Lesions of the dorsal hippocampus block trace fear conditioned potentiation of startle.

Several studies show that the hippocampus is critical for the memories mediating trace and contextual fear conditioning. This study investigates whether N-methyl-D-aspartate-induced lesions of the dorsal hippocampus made prior to training affect context fear conditioning and trace fear conditioning measured with the fear-potentiated startle. Pretraining excitotoxic lesions of the dorsal hippocampus blocked acquisition of trace fear conditioning to a tone stimulus but did not affect context fear conditioning. These data indicate that without a dorsal hippocampus rats are unable to acquire trace conditioning but can acquire contextual fear when fear is measured by potentiation of the startle response.

Temporary inactivation of the perirhinal cortex by muscimol injections block acquisition and expression of fear-potentiated startle.

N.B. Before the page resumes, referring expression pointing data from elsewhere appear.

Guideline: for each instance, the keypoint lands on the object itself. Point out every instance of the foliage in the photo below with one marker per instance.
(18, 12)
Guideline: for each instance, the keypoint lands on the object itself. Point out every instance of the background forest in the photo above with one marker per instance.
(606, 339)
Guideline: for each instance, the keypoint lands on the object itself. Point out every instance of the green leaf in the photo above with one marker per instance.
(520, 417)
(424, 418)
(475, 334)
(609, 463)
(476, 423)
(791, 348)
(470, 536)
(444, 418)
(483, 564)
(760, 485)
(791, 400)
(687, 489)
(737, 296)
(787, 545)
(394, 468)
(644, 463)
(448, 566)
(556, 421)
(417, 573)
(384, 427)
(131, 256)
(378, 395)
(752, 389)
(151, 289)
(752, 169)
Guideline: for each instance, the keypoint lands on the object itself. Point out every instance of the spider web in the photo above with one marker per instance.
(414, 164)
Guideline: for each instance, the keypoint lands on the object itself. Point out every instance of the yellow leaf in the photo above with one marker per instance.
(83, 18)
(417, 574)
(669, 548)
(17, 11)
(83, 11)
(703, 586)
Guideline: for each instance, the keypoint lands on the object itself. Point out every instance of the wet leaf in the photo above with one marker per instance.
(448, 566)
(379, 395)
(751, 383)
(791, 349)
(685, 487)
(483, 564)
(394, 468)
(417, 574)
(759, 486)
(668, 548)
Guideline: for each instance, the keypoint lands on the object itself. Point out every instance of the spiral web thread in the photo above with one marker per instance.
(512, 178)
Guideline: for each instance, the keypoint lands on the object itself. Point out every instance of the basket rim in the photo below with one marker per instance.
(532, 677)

The present study examined the role of the perirhinal cortex (PRh) in aversive information processing and emotional learning. Specifically, we studied the effects of temporary inactivation of the PRh on acquisition and expression of conditioned fear as measured by fear-potentiated startle in rats, as well as on shock sensitization of startle. Temporary inactivation of the PRh was induced by local injections of the GABAA agonist muscimol (0.0, 1.1, 2.2, 4.4 nmol/0.5 micro L). Muscimol injections into the PRh blocked both the expression and acquisition of fear-potentiated startle, as well as shock sensitization of startle. Shock sensitivity was not affected by muscimol injections, indicating that the observed blockade of acquisition and shock sensitization was not caused by a disruption in the perception of shock. Taken together, the present data show that the PRh is critical for the processing of aversive information and is necessary for the expression of emotional learning.

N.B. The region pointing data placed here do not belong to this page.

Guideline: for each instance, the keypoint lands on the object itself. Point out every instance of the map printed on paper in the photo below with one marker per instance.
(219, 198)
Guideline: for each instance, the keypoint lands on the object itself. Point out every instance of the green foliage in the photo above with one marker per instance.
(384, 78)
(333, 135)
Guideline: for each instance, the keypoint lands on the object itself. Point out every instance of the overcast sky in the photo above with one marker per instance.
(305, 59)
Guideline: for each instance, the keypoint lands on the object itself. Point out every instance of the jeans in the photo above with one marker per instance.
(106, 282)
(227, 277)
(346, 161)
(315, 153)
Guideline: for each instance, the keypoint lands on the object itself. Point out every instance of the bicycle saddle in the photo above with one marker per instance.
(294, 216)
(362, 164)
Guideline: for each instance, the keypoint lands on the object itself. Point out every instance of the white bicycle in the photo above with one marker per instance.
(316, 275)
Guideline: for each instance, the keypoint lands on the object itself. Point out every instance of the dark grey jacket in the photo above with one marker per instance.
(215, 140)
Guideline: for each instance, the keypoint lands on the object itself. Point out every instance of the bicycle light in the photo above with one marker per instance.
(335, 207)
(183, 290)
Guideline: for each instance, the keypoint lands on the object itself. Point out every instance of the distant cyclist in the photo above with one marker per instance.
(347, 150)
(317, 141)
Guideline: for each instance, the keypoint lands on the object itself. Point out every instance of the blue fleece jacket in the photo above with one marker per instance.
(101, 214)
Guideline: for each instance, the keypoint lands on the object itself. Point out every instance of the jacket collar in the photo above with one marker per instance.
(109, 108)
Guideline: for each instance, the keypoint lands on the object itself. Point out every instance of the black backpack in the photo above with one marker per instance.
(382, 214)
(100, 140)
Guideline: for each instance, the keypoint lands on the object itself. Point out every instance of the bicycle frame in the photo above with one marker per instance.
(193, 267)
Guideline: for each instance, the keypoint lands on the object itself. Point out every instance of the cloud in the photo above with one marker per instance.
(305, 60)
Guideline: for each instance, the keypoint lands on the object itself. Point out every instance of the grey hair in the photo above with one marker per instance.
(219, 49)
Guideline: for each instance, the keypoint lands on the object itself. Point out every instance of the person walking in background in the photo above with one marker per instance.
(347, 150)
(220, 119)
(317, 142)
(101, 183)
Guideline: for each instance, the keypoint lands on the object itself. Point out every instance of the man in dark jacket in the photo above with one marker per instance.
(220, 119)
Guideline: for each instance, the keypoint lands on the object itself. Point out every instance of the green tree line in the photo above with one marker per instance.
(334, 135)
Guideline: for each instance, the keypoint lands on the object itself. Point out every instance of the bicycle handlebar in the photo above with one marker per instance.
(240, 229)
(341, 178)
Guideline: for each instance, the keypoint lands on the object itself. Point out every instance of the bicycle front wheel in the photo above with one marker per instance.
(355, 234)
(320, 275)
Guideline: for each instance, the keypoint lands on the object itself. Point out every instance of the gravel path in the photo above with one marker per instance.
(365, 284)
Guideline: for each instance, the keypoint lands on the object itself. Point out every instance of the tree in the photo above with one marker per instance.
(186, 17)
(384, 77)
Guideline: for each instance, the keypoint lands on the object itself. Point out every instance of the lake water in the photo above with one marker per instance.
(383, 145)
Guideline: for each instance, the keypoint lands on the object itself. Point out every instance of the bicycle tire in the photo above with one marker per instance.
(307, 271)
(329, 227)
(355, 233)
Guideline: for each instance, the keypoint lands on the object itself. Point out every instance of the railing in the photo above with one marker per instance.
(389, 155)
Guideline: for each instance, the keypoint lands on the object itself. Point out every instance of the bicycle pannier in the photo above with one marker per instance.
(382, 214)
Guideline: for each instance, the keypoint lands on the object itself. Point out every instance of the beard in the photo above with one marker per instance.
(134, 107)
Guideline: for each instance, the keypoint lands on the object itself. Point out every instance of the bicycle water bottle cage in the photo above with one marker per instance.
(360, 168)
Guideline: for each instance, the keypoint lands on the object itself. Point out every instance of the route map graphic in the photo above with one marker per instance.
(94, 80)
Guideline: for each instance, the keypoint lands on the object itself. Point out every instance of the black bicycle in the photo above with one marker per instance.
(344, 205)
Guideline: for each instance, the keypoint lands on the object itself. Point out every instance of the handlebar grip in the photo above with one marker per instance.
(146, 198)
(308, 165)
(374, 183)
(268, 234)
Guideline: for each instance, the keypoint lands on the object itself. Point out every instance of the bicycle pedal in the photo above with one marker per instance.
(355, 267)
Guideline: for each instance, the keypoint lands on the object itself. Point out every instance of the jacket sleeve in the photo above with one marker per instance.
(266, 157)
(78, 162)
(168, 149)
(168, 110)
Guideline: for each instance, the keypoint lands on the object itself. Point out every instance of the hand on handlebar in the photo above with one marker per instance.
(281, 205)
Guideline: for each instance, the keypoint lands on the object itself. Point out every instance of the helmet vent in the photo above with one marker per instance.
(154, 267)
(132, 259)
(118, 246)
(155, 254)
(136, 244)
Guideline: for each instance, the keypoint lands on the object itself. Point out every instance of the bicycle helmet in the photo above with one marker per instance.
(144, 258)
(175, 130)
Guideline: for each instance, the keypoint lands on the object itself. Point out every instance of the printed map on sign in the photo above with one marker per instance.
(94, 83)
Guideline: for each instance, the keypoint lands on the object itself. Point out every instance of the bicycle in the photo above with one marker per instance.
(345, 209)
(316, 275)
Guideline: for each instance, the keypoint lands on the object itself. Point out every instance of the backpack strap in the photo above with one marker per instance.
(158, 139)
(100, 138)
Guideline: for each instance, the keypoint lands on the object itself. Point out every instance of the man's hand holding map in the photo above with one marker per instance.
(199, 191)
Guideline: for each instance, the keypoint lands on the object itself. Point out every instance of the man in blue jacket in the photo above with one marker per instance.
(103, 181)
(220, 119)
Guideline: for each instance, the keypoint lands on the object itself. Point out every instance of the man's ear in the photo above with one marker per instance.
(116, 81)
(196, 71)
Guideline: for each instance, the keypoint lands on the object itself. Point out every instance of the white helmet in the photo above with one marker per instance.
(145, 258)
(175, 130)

Clonidine injections into the lateral nucleus of the amygdala block acquisition and expression of fear-potentiated startle.

Numerous studies of aversive learning with different animal models have shown that the noradrenergic system has an important role in the acquisition, consolidation and expression of aversive learning. We used intracerebral clonidine injections to investigate the role of the noradrenergic amygdaloid system in the fear-potentiated startle paradigm. Clonidine is a noradrenergic alpha2-receptor agonist which can decrease noradrenergic transmission by stimulating presynaptic alpha2-receptors. Rats received injections of 0, 2.5, 5 and 10 nmol clonidine into the lateral amygdala (i) before fear-conditioning, (ii) immediately after fear-conditioning, (iii) before testing and (iv) before both fear-conditioning and the testing of conditioned fear. Clonidine injections blocked the acquisition and expression of conditioned fear. The effect on acquisition was not caused by state-dependency or possible side-effects of clonidine on consolidation. Given that clonidine decreases amygdaloid noradrenaline release, these results show a crucial role of noradrenergic transmission within the amygdala in classical fear-conditioning. Surprisingly, both the acquisition and the expression of conditioned fear were blocked after amygdaloid injections of clonidine, suggesting that amygdaloid noradrenaline is necessary to induce both unconditioned and conditioned fear.